Python 3's approach is the most correct: Unicode defines text as a sequence of c...

chrismorgan · on June 2, 2023

Python 3’s approach snatched defeat from the jaws of victory.

They aimed to work with a nice, clean, abstract concept, untrammelled by encoding squabbles. They failed badly by choosing code units rather than scalar values (Unicode strings are sequences of scalar values, not code points—'\udead' is a valid Python string, but you can’t encode it into any UTF-* format since [U+DEAD] is not a valid Unicode string).

Then they also neglected to observe that they were optimising for something that you should practically never be doing, so that now everyone has to pay the costs. As the article summarises it part-way through: “The choice of UTF-32 (or Python 3-style code point sequences) arises from wanting the wrong thing.”

Seriously, Python 3’s approach is almost the worst of all available worlds. I loathe UTF-16 with such fiery passion that I can’t quite bring myself to say Python 3’s approach is worse than weak UTF-16, but it’s of similar badness in practical terms. The decisions were very clearly made by people that were not expert in the domain and who were caught up in a Concept of Mathematical Purity. They’ve since walked some of it back as far as they could, and I think did recognise it all as a mistake (no citation, just a vague memory of seeing such an admission), but they can’t fix it all properly without a breaking change.

arcticbull · on June 2, 2023

> Unicode defines text as a sequence of code points.

Does it? Do you have a link?

[edit] I looked up the spec and here is what it says.

> The Unicode Standard does not define what is and is not a text element in different processes; instead, it defines elements called encoded characters. An encoded character is represented by a number from 0 to 10FFFF_16, called a code point. A text element, in turn, is represented by a sequence of one or more encoded characters. [1]

The definition of 'text' in the context of Unicode seems to explicitly not be defined as a sequence of code points, but rather a more nebulous sequence of aggregations of code points. It's probably closest to a grapheme cluster but they seem to want to avoid pinning it down.

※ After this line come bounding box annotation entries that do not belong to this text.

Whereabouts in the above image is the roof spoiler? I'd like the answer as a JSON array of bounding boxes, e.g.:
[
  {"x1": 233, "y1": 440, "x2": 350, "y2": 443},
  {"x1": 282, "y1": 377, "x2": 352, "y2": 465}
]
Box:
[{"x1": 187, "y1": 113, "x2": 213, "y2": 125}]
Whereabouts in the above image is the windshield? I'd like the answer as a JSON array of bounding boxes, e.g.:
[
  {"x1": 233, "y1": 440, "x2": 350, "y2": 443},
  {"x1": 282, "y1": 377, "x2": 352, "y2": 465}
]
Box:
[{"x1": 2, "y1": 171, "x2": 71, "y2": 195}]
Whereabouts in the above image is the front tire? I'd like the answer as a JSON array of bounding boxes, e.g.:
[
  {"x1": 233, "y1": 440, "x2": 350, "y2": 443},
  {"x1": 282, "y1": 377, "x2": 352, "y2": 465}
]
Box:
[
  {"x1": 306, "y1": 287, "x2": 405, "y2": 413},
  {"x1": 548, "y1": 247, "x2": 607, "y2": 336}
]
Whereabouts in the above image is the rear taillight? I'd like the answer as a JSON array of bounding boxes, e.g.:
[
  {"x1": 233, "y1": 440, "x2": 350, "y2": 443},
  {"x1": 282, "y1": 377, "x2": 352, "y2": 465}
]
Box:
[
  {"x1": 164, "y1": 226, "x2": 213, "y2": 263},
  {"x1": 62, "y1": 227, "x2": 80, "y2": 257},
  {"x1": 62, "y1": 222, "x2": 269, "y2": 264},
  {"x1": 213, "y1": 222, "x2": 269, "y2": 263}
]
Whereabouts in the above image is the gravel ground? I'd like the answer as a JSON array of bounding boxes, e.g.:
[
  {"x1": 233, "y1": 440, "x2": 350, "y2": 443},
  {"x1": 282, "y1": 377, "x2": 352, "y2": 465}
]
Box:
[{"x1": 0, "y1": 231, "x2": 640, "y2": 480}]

[1] https://www.unicode.org/versions/Unicode15.0.0/UnicodeStanda... p. 7 (1.3 - Text Handling), PDF page 33.

hgs3 · on June 2, 2023

Review chapter 2.2 Unicode Design Principles in the Unicode Standard: "Plain text is a pure sequence of character codes; plain Unicode-encoded text is therefore a sequence of Unicode character codes."

Text elements are an abstract concept whose definition depends upon what is being processed. It might be a grapheme, it might be word, etc...

arcticbull · on June 2, 2023

There might be something a little imprecise here: code points vs code units vs character codes.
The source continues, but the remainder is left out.